By Jason Beahm on February 03, 2011 | Last updated on March 21, 2019

Lawyers get to advertise too.

So said the 5th U.S. Circuit Court of Appeals, after striking down a ban in Louisiana for results-oriented lawyer advertising. The rule was part of the Louisiana State Bar's rules of professional conduct. The bar rules expressly prohibited testimonials and information about positive results, even if completely factual. For attorneys who believe in the right to advertise their services, the ruling was considered at least a partial victory, the Associated Press reports.

The court also ruled against the Louisiana State Bar's complete ban on portraying the justice system with settings like a judge or jury in attorney advertising. The court uphold rules that prohibit attorneys in Louisiana from using nicknames, trade names, mottos and slogans "that imply an ability to obtain results."

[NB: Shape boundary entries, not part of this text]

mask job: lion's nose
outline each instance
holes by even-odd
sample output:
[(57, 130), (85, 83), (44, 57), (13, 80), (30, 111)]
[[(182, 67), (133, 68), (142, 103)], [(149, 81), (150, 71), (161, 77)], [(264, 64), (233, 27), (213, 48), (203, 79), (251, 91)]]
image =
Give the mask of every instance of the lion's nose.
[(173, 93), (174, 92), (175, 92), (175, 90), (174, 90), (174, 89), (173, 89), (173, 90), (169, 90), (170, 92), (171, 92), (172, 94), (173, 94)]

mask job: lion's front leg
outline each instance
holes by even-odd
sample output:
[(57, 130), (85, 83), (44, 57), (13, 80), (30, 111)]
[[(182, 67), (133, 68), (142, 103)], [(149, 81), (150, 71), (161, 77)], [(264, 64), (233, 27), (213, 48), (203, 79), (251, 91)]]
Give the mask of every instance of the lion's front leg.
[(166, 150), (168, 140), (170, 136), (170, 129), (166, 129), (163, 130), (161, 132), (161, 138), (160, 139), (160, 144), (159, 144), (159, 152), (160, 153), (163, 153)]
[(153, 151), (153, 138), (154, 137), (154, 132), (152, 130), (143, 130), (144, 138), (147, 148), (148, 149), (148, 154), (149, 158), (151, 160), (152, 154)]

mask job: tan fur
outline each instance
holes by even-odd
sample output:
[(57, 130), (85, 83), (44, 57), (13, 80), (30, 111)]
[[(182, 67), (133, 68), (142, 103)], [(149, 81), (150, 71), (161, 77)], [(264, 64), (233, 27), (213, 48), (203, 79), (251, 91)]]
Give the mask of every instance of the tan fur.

The Louisiana Attorney Disciplinary Board has said the new rules, which took effect in October 2009, were designed to protect the public from deceptive ads. But Judge Edith Brown Clement called the prohibitive lawyer advertising rule "insufficiently sophisticated to avoid being misled by a courtroom not devoid of its normal occupants." The case included additional rulings, such as finding that it was allowable to use actors in advertisements, as long as the fact is disclosed. That's in line with advertising rules in other states. "The objected-to restrictions effectively rule out the ability of Louisiana lawyers to employ short advertisements of any kind," Clement wrote, the Associated Press reports.

This may not be the end of the matter though. The plaintiffs are considering pushing to have the case heard before the full 5th Circuit or the U.S. Supreme Court.